China has emerged as a leading provider of finance for infrastructure development projects in low and middle-income countries globally.
Most of China’s overseas development finance is increasingly routed under its flagship foreign policy strategy, the Belt & Road Initiative (BRI).
The international assets of China’s two policy banks, the China Development Bank (CDB) and China Exim Bank (CHEXIM), now rival or exceed those of Western-backed multilateral development banks (such as the World Bank).
The Chinese pre-eminence in global development finance is best exemplified by its financing in the energy sector, where it’s offshore lending to national governments between 2007 and 2016 was on par with those of the top four Western-backed multilateral development banks (i.e. the World Bank, Asian Development Bank, African Development Bank and Inter-American Development Bank) put together, as per Boston University’s database on China’s global energy finance.

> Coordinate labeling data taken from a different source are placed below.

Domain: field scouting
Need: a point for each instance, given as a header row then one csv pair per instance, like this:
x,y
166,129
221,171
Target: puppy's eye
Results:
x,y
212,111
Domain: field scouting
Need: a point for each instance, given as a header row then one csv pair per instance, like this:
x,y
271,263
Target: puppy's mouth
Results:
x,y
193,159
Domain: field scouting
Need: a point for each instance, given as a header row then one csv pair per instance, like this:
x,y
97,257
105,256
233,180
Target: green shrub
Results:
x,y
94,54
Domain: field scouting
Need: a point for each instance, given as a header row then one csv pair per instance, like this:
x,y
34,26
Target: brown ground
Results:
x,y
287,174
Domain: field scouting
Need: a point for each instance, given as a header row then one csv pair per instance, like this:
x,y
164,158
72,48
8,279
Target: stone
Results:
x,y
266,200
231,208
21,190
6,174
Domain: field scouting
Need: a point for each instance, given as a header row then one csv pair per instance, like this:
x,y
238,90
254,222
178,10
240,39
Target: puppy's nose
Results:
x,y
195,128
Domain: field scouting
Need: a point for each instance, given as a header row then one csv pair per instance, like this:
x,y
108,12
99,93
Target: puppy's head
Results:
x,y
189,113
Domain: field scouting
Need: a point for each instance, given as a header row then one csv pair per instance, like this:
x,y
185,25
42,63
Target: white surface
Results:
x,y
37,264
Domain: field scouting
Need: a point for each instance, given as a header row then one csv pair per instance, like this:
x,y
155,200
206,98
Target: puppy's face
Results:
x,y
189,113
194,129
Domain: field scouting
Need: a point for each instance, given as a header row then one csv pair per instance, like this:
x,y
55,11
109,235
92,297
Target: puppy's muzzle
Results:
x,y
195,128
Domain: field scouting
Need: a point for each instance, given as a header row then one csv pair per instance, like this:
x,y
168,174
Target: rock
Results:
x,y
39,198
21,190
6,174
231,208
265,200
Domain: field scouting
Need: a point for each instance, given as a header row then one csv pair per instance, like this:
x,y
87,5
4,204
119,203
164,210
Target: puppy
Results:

Also, according to the World Bank, energy and power projects make up for more than 46 percent of the $575 billion hitherto invested in BRI.
Unsurprisingly, China’s energy investments are skewed toward fossil fuels; projects involving coal, oil and natural gas have comprised roughly 60 percent of the energy portfolio of China’s two policy banks, according to a World Resources Institute study.
Another estimate shows, as of the end of 2016, there were 240 Chinese-funded coal-fired power projects in 25 countries along the Belt and Road.
As the global economy is confronted with the inescapable realities of a warming planet, financial institutions with significant fossil fuel exposure face a gamut of “physical” and “transition” risks, ranging from loan defaults resulting from climate shocks to assets being rendered “stranded” in an increasingly carbon-constrained world.
Plus, there is the risk of public opposition, which is jeopardising coal investments across the globe. Lamu coal mine, a key BRI project in Kenya, for instance, was halted by a court ruling amid protests from anti-coal activists and after the Industrial and Commercial Bank of China (ICBC) (one of the “Big Four” state-owned commercial banks) failed to heed three years of petitioning from local land defenders.
It is instances like these that have made China’s state-owned commercial banks more cognizant of the risks of fossil fuel investments than their policy-oriented counterparts.
It is no surprise then that China’s policy banks (which are meant to further the Chinese government’s policy mandate) have greater exposure to fossil fuels than do China’s Big Four state-owned commercial banks.
Their inordinate exposure to fossil fuels coupled with the sheer quantum of their overseas investments puts Chinese policy banks in a precarious position. The fact that the Chinese banking sector is reeling under the burden of bad debt does not help.
It is therefore of essence that China’s policy banks re-evaluate the bankability of their fossil fuel projects, not just for their own survival but also that of the planet.